A Portrait of Betty Nordhage

The Engagement Ring

-by John Gillis

    Artist Betty Nordhage of West Mabou was born and raised in the Kamloops area of British Columbia.
    She worked for 15 years in Calgary, much of it with Air Canada in passenger reservations before going to work for a few oil exploration companies - all work which she enjoyed.
    In 1964, she married Bill Nordhage who had a long career working for the Royal Bank.
    She and Bill and their growing family moved to the Montreal area and it was there they got to know the late Fred Smith of Mabou who was at that time also working for the Royal Bank.
    The Nordhage family visited Cape Breton shortly after Bill was transferred to Halifax and they immediately fell in love with Nova Scotia and they soon began to inquire about buying land in Cape Breton.  They were hooked up with Hawley Cameron of West Mabou and purchased property from him on New Ferry Road.  Shortly after they purchased the land, Betty and Bill retired to the area in 1983.
    The Nordhage family raised two girls here.  Daughter Lise is married to Tim Sangster and they have two daughters and live in Montreal.  Daughter Kathleen married Paul Rankin of Mabou.  They have four sons and live in Lively, not far from Sudbury, Ontario.
    While Betty was living in Calgary she began to volunteer with a local elementary school where she taught art.  She soon took an interest in papier mâché and it became a medium she then stayed with for much of her artistic life.
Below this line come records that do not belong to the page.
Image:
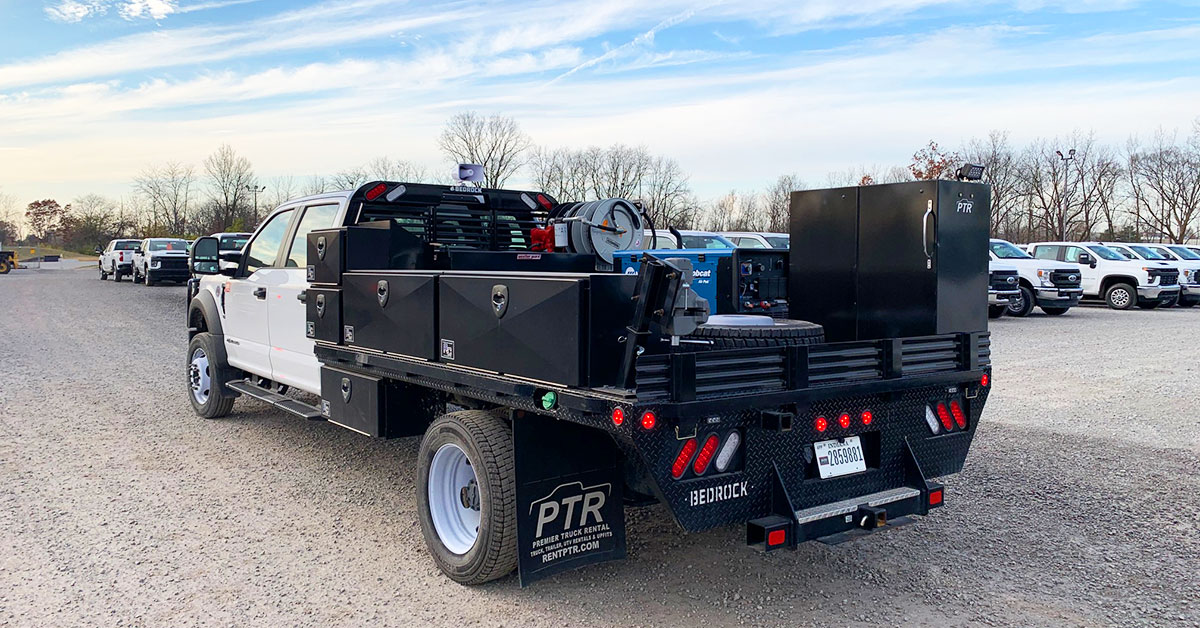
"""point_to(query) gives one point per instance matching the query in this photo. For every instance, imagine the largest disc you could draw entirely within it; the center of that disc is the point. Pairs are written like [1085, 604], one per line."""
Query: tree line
[1072, 187]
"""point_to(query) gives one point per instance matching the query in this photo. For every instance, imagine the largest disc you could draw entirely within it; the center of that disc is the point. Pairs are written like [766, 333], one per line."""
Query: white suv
[1109, 275]
[1050, 285]
[1179, 256]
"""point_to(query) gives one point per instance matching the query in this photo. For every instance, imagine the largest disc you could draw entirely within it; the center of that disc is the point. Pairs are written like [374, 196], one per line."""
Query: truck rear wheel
[1121, 297]
[207, 376]
[466, 495]
[779, 333]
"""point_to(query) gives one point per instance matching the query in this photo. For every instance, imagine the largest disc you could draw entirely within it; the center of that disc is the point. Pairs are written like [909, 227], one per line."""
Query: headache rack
[456, 217]
[701, 375]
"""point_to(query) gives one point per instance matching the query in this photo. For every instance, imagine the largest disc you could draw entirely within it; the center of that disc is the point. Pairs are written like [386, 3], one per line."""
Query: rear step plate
[281, 401]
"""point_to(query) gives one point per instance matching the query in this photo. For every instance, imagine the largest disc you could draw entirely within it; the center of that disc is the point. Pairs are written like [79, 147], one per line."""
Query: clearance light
[682, 460]
[945, 416]
[959, 418]
[706, 454]
[375, 192]
[931, 419]
[726, 454]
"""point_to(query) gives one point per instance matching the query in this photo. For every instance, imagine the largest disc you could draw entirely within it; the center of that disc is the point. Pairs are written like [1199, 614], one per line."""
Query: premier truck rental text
[558, 369]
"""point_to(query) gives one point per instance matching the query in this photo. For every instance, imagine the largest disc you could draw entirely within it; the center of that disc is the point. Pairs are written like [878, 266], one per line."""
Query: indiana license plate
[839, 458]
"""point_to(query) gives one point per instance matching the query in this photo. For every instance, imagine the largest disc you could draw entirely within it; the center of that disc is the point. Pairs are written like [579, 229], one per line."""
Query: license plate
[839, 458]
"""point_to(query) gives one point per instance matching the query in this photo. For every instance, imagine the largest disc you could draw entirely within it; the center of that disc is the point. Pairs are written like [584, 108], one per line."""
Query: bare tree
[496, 143]
[231, 178]
[168, 191]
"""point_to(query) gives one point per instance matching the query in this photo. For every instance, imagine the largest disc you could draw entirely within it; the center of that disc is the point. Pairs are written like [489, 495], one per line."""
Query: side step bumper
[283, 402]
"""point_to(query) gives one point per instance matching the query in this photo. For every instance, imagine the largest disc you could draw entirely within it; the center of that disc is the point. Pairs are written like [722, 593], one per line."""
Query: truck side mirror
[204, 258]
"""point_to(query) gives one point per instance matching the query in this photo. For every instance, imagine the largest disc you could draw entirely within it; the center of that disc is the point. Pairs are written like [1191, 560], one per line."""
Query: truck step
[281, 401]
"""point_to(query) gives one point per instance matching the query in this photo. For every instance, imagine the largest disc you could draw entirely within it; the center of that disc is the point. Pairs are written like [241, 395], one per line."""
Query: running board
[283, 402]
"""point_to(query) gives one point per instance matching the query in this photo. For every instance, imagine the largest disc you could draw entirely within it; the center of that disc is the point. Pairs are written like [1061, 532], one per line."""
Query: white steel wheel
[199, 376]
[454, 498]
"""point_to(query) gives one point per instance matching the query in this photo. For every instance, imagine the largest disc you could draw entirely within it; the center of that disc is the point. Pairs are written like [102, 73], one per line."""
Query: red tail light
[682, 460]
[945, 417]
[706, 454]
[959, 418]
[376, 191]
    Bill always had an interest in boats and sailing and Betty was the one in the family who took an interest in maintaining the boats and keeping them painted.
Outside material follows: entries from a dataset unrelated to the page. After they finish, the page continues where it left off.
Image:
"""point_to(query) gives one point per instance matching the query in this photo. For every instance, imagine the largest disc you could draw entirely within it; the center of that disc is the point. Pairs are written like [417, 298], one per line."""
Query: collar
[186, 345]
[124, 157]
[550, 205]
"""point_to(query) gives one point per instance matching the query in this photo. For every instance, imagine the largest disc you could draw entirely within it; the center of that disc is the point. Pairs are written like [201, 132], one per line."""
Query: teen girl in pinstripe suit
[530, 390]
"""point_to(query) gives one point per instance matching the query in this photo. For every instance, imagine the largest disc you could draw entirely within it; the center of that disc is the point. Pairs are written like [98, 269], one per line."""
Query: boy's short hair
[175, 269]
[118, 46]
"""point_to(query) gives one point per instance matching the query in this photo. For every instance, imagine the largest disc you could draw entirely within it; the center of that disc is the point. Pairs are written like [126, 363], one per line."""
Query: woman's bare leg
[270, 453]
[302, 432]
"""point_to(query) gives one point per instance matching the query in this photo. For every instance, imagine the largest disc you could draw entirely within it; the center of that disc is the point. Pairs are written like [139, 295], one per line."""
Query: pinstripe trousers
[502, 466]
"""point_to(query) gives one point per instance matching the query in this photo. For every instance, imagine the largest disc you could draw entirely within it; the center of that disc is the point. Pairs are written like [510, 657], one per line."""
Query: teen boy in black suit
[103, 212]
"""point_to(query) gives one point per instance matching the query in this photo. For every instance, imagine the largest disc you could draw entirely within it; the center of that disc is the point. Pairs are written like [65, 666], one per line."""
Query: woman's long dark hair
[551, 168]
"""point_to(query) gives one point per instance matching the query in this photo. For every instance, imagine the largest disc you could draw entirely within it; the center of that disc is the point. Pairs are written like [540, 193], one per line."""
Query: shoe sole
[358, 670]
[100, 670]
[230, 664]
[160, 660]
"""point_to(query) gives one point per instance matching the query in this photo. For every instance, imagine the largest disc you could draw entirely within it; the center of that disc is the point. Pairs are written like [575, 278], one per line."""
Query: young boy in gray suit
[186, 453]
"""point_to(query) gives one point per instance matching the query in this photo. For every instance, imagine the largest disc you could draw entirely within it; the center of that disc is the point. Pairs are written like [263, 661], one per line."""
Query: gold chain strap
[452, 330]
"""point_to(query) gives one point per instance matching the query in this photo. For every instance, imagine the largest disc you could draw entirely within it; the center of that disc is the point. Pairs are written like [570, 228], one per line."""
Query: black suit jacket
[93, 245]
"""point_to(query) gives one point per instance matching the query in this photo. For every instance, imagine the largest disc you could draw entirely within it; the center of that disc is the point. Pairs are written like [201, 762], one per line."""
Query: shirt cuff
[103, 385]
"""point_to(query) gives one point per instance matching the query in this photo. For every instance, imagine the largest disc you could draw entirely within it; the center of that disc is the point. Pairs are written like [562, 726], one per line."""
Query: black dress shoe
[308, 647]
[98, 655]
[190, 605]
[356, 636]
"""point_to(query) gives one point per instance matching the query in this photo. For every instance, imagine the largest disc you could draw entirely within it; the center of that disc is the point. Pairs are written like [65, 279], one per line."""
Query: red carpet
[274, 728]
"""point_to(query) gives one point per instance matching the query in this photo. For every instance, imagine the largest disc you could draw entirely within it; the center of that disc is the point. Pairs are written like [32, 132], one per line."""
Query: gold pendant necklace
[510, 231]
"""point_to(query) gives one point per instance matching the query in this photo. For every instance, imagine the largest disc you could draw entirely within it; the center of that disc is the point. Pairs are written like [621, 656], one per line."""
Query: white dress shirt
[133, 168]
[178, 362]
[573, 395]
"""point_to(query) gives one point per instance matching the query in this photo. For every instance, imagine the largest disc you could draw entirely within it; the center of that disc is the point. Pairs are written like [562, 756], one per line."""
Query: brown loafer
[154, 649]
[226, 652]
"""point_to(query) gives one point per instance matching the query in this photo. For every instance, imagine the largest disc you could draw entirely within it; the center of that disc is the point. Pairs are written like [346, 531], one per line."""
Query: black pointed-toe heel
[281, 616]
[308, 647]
    Before long, Betty became involved with An Drochaid /The Bridge Museum in Mabou.  Many people will remember the beautiful window displays Betty created there throughout the 1980s up to very recently.
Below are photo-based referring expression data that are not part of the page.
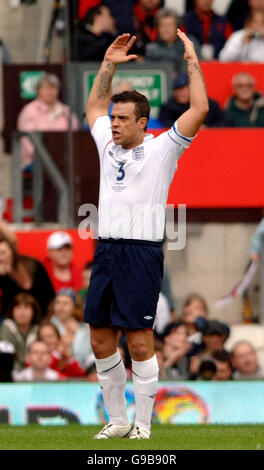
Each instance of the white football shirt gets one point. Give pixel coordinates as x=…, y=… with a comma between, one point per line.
x=134, y=183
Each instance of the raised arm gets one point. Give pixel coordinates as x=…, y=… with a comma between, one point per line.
x=190, y=121
x=99, y=98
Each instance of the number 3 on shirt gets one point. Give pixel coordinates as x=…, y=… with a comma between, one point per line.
x=121, y=171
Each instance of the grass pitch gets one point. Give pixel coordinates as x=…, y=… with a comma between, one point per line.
x=164, y=437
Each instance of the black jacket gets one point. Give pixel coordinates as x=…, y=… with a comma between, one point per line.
x=171, y=111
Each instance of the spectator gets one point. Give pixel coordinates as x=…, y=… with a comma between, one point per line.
x=245, y=362
x=214, y=337
x=7, y=233
x=247, y=44
x=45, y=113
x=246, y=107
x=224, y=369
x=63, y=310
x=257, y=242
x=60, y=351
x=94, y=34
x=180, y=102
x=21, y=325
x=145, y=12
x=169, y=47
x=206, y=26
x=239, y=11
x=60, y=267
x=22, y=274
x=175, y=350
x=38, y=358
x=207, y=369
x=86, y=276
x=7, y=357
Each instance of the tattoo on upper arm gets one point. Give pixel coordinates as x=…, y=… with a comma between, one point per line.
x=104, y=84
x=197, y=67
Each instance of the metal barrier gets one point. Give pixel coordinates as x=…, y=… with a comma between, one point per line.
x=42, y=161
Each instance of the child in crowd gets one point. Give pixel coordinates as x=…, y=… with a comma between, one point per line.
x=60, y=350
x=20, y=327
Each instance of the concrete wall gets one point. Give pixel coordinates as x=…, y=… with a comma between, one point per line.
x=212, y=262
x=24, y=30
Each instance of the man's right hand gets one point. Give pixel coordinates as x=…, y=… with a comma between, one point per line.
x=117, y=52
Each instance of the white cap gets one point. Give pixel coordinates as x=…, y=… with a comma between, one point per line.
x=59, y=239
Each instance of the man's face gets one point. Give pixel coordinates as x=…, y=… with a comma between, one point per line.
x=125, y=129
x=62, y=256
x=214, y=342
x=245, y=359
x=48, y=93
x=223, y=371
x=149, y=4
x=182, y=94
x=63, y=307
x=244, y=88
x=39, y=357
x=167, y=29
x=204, y=5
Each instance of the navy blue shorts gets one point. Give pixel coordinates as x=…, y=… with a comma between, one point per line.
x=125, y=284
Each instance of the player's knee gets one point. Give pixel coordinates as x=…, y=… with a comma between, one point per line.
x=139, y=350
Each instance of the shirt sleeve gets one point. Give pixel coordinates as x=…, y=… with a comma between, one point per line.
x=171, y=144
x=102, y=133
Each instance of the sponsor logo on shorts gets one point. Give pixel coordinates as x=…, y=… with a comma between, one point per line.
x=138, y=153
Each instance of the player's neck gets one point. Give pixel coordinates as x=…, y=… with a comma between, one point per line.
x=135, y=143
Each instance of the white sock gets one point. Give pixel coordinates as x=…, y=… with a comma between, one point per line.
x=145, y=378
x=112, y=377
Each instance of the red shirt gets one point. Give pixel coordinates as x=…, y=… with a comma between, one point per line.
x=76, y=277
x=71, y=367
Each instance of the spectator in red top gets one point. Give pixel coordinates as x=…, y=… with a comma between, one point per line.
x=61, y=270
x=59, y=348
x=145, y=12
x=207, y=27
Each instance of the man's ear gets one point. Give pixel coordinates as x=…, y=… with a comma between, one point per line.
x=143, y=122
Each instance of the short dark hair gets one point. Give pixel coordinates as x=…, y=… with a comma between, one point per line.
x=142, y=106
x=92, y=13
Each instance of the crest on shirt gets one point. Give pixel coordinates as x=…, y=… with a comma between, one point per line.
x=138, y=153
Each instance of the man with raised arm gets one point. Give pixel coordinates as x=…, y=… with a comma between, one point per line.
x=136, y=172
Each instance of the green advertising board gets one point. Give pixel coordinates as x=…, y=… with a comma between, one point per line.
x=149, y=82
x=28, y=80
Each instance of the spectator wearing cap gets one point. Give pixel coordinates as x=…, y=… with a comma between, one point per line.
x=20, y=273
x=45, y=113
x=245, y=362
x=208, y=27
x=63, y=316
x=38, y=358
x=63, y=272
x=215, y=335
x=180, y=102
x=168, y=46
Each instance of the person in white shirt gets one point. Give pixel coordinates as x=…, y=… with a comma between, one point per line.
x=39, y=358
x=247, y=44
x=136, y=171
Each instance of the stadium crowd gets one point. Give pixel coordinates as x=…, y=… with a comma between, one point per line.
x=42, y=332
x=43, y=335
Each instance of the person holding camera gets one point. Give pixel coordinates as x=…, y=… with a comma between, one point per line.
x=247, y=44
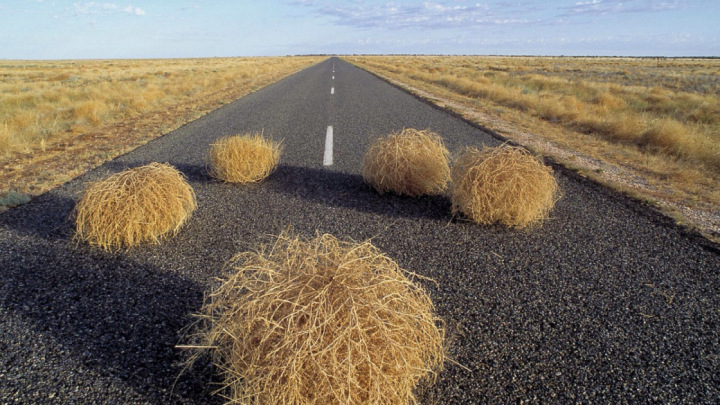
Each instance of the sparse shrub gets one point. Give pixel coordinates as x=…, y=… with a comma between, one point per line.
x=5, y=139
x=668, y=135
x=243, y=159
x=609, y=101
x=622, y=127
x=321, y=322
x=12, y=199
x=411, y=162
x=504, y=185
x=139, y=205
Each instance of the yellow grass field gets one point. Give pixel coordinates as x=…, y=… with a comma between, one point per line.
x=60, y=118
x=649, y=127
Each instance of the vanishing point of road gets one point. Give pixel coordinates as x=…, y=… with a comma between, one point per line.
x=606, y=302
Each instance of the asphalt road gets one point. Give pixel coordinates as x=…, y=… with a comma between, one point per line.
x=606, y=302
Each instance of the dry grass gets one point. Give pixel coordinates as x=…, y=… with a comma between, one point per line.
x=410, y=162
x=140, y=205
x=581, y=94
x=647, y=127
x=505, y=185
x=243, y=159
x=321, y=322
x=52, y=100
x=59, y=119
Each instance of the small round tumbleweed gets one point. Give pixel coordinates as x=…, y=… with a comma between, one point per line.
x=505, y=185
x=410, y=162
x=321, y=321
x=248, y=158
x=139, y=205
    Betty told The Oran this week that sometimes some of the ideas for the window displays would be suggested by local people involved in running the museum, people like Margaret Hunt, Effie Rankin, or Margie Beaton.
    Betty said it felt good over the years to know that so many people enjoyed those window displays.
    “I often did seasonal themes as well, Christmas displays, Halloween or Easter were common.  I often enjoyed making the displays rather whimsical and people seemed to enjoy that.  I’ve always enjoyed creating art – it’s a bit like giving birth.  I think everyone should have something creative to be involved in,” Nordhage added.
    While she no longer works in papier mâché, Betty is still as active as ever drawing and painting in her home studio.  She enjoys making rapid portrait sketches and especially making the sketches identifiable.
    “I think if I were in a larger area, I’d likely go to a café and sketch strangers but here, I tend to sketch human figures on some of the television programs I watch such as Power and Politics,” she added.
    An Drochaid’s Effie Rankin has great things to say about Betty’s contributions to that organization over the years.
    “I recall her attention to detail in all her creations. She was an excellent seamstress and a consummate artist - both of those talents were obvious in her papier mâché work.  
    “In her many years of helping us decorate two large windows at An Drochaid – Betty took pains to get everything just right. While Bill was alive, he helped her with many projects, but after he passed away, she had to  rely on her own resources to produce scenes which often reflected events in the community. Some highlights were school graduations, weddings, musical events, and of course, special festivals such as Christmas and Easter. Very often, her figures were modeled on local characters - for example, Willie Kennedy inspired her fiddler while Mary “Doc” MacNeil was probably the idea behind her piano player. Her life-sized fiddle and bow were so realistic that some were convinced they were the real thing! Betty’s posters remain memorable - so colourfully reminiscent of the 60s Op-Art. One special trait Betty taught us all was to treasure every small or large item which might become useful to her art - whether this meant carrying heavy rocks and sand from West Mabou or saving tiny toothpaste caps - we were made aware of recycling long before it became fashionable.
    “But perhaps Betty’s greatest asset is her enduring sense of fun and optimism; she remains so young at heart - a tremendous inspiration to us all,” Rankin concluded.